Datacenter Location Aware Elasticity

Introduction

 

The main characteristics of Cloud Computing are: a pay-­as-­you-­go model, provision of raw capacity, and elasticity. However, the possibility to allocate resources in multiple clouds opens up avenues to a new type of elasticity based on where the new capacity is allocated, that is, the location­-aware elasticity.

This is a generic use case that represents a class of applications that are able to allocate functional components close to the client requests to improve performance, or because of security or jurisdictional constraints.
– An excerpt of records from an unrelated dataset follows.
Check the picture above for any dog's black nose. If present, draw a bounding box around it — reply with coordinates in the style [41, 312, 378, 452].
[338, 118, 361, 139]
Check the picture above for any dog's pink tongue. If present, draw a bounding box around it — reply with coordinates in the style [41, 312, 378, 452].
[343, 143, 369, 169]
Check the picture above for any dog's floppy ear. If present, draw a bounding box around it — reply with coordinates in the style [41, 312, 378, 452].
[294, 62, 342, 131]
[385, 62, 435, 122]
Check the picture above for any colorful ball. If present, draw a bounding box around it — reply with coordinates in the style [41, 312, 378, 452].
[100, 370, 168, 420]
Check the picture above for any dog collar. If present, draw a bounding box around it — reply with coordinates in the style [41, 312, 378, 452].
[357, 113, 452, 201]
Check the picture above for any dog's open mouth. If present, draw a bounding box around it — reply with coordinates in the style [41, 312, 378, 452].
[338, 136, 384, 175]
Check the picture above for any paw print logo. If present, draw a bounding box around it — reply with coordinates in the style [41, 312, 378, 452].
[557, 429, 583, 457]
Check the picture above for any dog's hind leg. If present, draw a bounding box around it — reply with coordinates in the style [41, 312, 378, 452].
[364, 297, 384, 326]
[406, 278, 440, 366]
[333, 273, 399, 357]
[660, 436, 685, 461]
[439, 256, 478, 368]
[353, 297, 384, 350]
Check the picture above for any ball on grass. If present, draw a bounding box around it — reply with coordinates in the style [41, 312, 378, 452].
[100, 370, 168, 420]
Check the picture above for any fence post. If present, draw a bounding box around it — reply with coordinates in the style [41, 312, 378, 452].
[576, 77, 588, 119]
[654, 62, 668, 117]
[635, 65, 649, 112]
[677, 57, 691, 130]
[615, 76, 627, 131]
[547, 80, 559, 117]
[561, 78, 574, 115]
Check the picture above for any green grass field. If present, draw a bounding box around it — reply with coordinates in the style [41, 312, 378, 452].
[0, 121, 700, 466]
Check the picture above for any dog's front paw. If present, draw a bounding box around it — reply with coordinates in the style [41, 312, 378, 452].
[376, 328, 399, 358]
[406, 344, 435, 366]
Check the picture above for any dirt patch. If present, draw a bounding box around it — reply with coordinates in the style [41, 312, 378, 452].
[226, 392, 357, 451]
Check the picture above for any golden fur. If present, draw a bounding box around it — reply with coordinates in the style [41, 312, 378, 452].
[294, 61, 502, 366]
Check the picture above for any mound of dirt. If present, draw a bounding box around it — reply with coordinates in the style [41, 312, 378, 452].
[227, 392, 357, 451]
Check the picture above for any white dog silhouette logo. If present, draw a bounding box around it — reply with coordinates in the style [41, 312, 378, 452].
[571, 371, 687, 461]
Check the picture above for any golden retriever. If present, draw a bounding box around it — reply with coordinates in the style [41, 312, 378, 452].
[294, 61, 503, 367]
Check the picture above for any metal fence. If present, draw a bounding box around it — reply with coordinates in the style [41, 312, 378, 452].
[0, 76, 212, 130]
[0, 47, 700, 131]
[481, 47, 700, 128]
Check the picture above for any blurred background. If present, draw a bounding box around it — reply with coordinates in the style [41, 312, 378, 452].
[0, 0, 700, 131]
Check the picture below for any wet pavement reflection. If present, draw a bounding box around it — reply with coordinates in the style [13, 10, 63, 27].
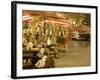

In general, these components should be able to communicate through public networks, and so being able to tolerate long latencies. As a paradigmatic example, we will consider a content distribution system able to allocate access servers on specific geographic locations in order to address increasing amount of client requests in that area (e.g. country specific marketing campaigns or release of new media).

The elements of the BEACON framework used to implement this use case are OpenNebula (with modifications made in the context of the BEACON project, especially in OneFlow), the Federation Agent and the BEACON network manager.

Deployment

Initially the system is deployed in a private cloud, where the original content is developed and stored. At a given time the load of the application is expected to increase in a specific geographical area. This process fires the allocation of a new component in a public cloud located closer to the clients, so effectively reducing the latency of the application and improving the user experience. This is achieved using the elastic features of OneFlow coupled with the federated network managed by the BEACON Network Manager.

 

Use Case Architecture

The contents of the application are basically static and distributed through standard web mechanisms; so new web servers can be allocated in any location provided they have access to the content. Typically, to improve performance access to the content database a distributed memory object caching system should be considered. Note that the redirection to the best server can be implemented through custom DNS A-name records or with the GeoDNS extension.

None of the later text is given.